The problem is that this kind of writing is a bit suspect for something so prestigious as a literary award in my amateur opinion.
It's a sci-fi novel about a threatened culture, and it's told (unfortunately in first person, the weakest voice in all of literature) by character Grace Delarua, who is a liaison with a guy from the culture that's at risk of becoming extinct. The author admits how weak her voice is when she finds herself forced into third person at one or more points elsewhere in the story beyond the twenty-five percent that I read. For goodness sake find the courage to admit to how pretentious and useless first person is, and have the good sense to write in third person! Enough with this I2 crap!

I could not tell from the writing if these threatened people were actual aliens, as in space aliens, or merely a distant branch of the human tree; that's how bad the writing was, and for someone who seems to have the aim of integration, the author sure spends a heck of a lot of time talking about how divided everyone is. The blurb describes them as aliens and if that's the case, then the 'romance" is doomed from the off because there's no way in hell they could even reproduce - which is Grace's purpose, as she's frequently reminded. This author may garner literary awards but she'd never earn a common-sense science award; however, to be fair, she's not alone among sci-fi writers in that regard. On the other hand if the term 'alien' is being used merely to mean estranged humans, then reproduction is a possibility.

The next problem was that this novel was really a romance novel with a gossamer-thin veneer of sci-fi sprayed on it. It's not really a sci-fi novel at all. Exactly same tale could have been told of two travelers in the American West right around the time that the natives were starting to become forcibly extinct. Even were we to grant that it might conceivably be allowed under the wire as a sci-fi story, the sci-fi is of such generic trope quality that it really doesn't count. There's nothing new or inventive here.

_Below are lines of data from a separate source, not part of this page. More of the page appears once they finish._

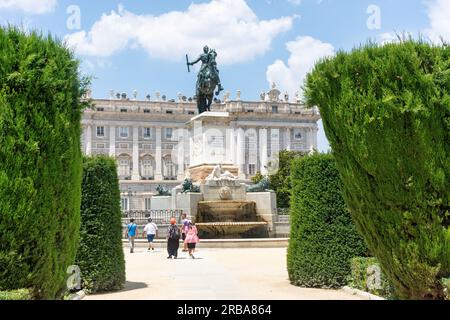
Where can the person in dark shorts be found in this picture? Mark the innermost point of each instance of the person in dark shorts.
(131, 234)
(191, 239)
(152, 231)
(184, 227)
(173, 239)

Where, exactly, did this cliché of calling people from Earth "Terrans" arise? It's never used in our language today so where would it evolve from? I know it ultimately comes from Latin, but no one uses it except in the form of terra firma, so I don't get the rationale for its appearance in so many sci-fi novels. It's like everyone blindly signed on for it without a second thought. I think I'd rather read about Earthlings than Terrans which sounds like some species of aquatic reptile! 'Earthlings' is of course as awful as it is antiquated. I don't know who conjured that one up, either. Earthites isn't any better, although perhaps technically more accurate, and Earthens sounds like some sort of pottery. I don't get why sci-fi writers don't simply use the word Human to describe people from Earth. It's not exactly rocket science.

A second trope is absurd spellings and pronunciation for alien names. This problem also extends into fantasy stories. Unless the aliens use the same alphabet we English speakers do, then what's with the spelling of the alien's name: Dllenahkh? We're told it has a Zulu 'dl' to start with and a throaty, hacking 'ch' at the end, but since I don't speak Zulu, I have no idea what a Zulu 'dl' sounds like! Maybe 'tl'? If that's the case, then spell the fricking name starting with a 'Tl'! Seriously. Could we not simply have a phonetic spelling with a bit of plain English tosse din to help with the sound?

The trope aliens are called Sadiri, but they're really Vulcans from Star Trek under a different name, so this was simply sad. The tyranny of trope and cliché continues, but not here. I cannot recommend this novel based on what I read of it. It was boring, plainly and simply. Which means it's probably due for a literary award of some sort.